Volpi cita a Costa Rica como exemplo de país que adota uma visão socioeducativa. Na prática, só ficam privados de liberdade os casos mais graves. Jovens que mataram, por exemplo. Atualmente, são 40 nessa situação. Outros 400 estão em liberdade assistida ou prestando serviços à comunidade. Mesmo os que estão presos têm direito a frequentar a escola prioridade absoluta. No cumprimento da medida, aprendem profissões úteis, como se tornar programador de computador e não costurador de bolas de futebol.
Na Alemanha, um jovem infrator passa em média um ano num internato. Mas lá tem de estudar e aprender uma profissão respeitando sua orientação vocacional. Em pequenos grupos, frequentam cursos antiviolência.

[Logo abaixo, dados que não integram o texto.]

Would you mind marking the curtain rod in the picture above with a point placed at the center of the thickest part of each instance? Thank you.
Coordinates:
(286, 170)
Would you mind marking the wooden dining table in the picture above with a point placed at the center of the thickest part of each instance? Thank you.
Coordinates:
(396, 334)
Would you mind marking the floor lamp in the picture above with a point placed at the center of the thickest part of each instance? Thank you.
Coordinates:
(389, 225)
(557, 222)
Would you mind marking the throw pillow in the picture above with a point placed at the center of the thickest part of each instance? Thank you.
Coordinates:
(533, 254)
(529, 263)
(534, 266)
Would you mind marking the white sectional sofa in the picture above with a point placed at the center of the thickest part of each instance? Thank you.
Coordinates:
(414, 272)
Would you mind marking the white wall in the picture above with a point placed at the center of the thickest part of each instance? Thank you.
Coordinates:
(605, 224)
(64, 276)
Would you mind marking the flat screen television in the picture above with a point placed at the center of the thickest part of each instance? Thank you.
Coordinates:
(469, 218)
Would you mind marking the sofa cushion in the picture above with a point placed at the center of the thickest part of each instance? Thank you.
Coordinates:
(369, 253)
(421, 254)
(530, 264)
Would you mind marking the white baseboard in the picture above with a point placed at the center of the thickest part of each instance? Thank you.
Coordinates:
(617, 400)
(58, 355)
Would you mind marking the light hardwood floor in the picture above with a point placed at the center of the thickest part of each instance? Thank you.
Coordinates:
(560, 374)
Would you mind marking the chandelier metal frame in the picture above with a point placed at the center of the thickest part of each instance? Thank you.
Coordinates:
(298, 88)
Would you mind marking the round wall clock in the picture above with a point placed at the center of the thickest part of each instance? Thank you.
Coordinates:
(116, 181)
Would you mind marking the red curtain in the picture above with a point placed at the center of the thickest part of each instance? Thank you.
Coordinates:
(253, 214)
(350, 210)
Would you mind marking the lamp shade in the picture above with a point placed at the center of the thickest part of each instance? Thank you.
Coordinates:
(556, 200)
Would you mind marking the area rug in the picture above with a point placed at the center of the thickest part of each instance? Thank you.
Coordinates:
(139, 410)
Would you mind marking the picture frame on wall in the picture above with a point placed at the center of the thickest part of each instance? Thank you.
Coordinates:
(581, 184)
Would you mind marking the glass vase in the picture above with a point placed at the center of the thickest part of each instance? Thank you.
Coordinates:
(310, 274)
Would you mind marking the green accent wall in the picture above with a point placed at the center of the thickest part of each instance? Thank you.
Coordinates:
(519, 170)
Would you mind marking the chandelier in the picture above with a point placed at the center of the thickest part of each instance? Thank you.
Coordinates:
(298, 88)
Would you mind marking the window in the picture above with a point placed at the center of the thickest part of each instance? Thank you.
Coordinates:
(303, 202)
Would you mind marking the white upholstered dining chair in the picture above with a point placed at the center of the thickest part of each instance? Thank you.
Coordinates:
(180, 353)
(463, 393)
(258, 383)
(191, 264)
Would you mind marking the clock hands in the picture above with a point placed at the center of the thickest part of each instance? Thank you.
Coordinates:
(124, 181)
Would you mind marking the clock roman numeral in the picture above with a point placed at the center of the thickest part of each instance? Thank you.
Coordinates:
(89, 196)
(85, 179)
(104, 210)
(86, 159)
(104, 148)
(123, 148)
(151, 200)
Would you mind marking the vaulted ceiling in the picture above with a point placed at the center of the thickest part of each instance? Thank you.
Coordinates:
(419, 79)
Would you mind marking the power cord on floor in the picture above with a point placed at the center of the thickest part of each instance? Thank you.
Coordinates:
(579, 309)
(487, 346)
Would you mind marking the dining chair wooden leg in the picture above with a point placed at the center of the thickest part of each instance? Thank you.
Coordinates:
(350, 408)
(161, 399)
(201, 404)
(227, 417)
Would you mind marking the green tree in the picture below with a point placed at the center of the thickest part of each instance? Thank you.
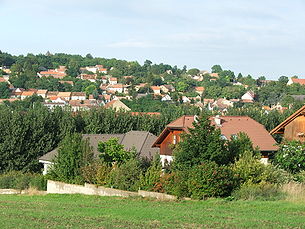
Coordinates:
(111, 151)
(216, 69)
(202, 143)
(73, 154)
(4, 91)
(193, 71)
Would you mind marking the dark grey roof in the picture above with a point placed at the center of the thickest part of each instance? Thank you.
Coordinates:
(298, 97)
(140, 140)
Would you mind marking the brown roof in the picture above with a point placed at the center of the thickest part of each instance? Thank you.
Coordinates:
(52, 93)
(140, 140)
(28, 93)
(155, 87)
(67, 81)
(300, 81)
(78, 94)
(64, 94)
(199, 88)
(230, 125)
(280, 128)
(40, 91)
(146, 113)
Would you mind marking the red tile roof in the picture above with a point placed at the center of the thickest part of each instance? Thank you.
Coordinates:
(230, 125)
(300, 81)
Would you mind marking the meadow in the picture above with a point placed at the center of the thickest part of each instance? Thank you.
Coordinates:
(79, 211)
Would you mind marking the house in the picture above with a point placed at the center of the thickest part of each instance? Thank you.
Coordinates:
(229, 126)
(119, 88)
(67, 82)
(249, 95)
(64, 95)
(117, 105)
(113, 80)
(141, 141)
(141, 85)
(58, 73)
(167, 88)
(90, 77)
(156, 90)
(221, 104)
(42, 93)
(215, 75)
(52, 105)
(185, 99)
(56, 99)
(166, 98)
(293, 80)
(78, 96)
(199, 90)
(292, 128)
(26, 94)
(51, 94)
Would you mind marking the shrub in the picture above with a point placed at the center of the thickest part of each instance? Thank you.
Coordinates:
(258, 191)
(248, 168)
(210, 180)
(125, 176)
(96, 173)
(73, 154)
(291, 156)
(152, 176)
(111, 151)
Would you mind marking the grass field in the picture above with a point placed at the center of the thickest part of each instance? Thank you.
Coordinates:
(77, 211)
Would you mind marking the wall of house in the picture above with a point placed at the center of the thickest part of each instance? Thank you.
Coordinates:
(295, 130)
(165, 147)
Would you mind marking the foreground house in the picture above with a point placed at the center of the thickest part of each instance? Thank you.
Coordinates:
(229, 126)
(141, 141)
(293, 128)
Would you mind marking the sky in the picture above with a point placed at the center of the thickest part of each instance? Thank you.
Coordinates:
(261, 37)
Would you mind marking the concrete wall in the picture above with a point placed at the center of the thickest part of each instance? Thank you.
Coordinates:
(56, 187)
(87, 189)
(157, 195)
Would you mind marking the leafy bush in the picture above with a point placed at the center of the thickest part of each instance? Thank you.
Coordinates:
(111, 151)
(96, 173)
(73, 154)
(152, 176)
(125, 176)
(210, 180)
(259, 191)
(22, 181)
(291, 156)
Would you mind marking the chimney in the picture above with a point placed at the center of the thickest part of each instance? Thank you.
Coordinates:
(217, 120)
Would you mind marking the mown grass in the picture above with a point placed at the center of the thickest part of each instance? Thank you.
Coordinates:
(78, 211)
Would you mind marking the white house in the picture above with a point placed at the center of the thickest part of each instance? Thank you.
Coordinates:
(166, 98)
(78, 96)
(249, 95)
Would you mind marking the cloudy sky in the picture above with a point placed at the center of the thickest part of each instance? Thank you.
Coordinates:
(261, 37)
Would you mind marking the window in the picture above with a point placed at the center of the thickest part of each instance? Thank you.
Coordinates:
(175, 139)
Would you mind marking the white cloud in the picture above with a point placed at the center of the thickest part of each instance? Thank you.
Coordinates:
(132, 44)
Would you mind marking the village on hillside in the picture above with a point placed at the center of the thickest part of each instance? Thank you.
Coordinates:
(194, 87)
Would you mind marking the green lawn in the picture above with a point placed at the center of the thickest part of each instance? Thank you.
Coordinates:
(77, 211)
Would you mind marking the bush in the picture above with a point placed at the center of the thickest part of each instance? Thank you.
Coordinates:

A taxa de jovens cometendo delitos é menos da metade da brasileira.
''O único caminho é realizar um programa sério de reinserção'', diz Stella Azuaga, diretora do Serviço Nacional de Atenção ao Adolescente Infrator do Paraguai. No país, há 300 internos. Nos últimos três anos, os paraguaios tentam mudar a filosofia da mera punição para a educativa. Mas ainda hoje qualquer tipo de delito leva um jovem para a cela. A um custo de US$ 100 mensais.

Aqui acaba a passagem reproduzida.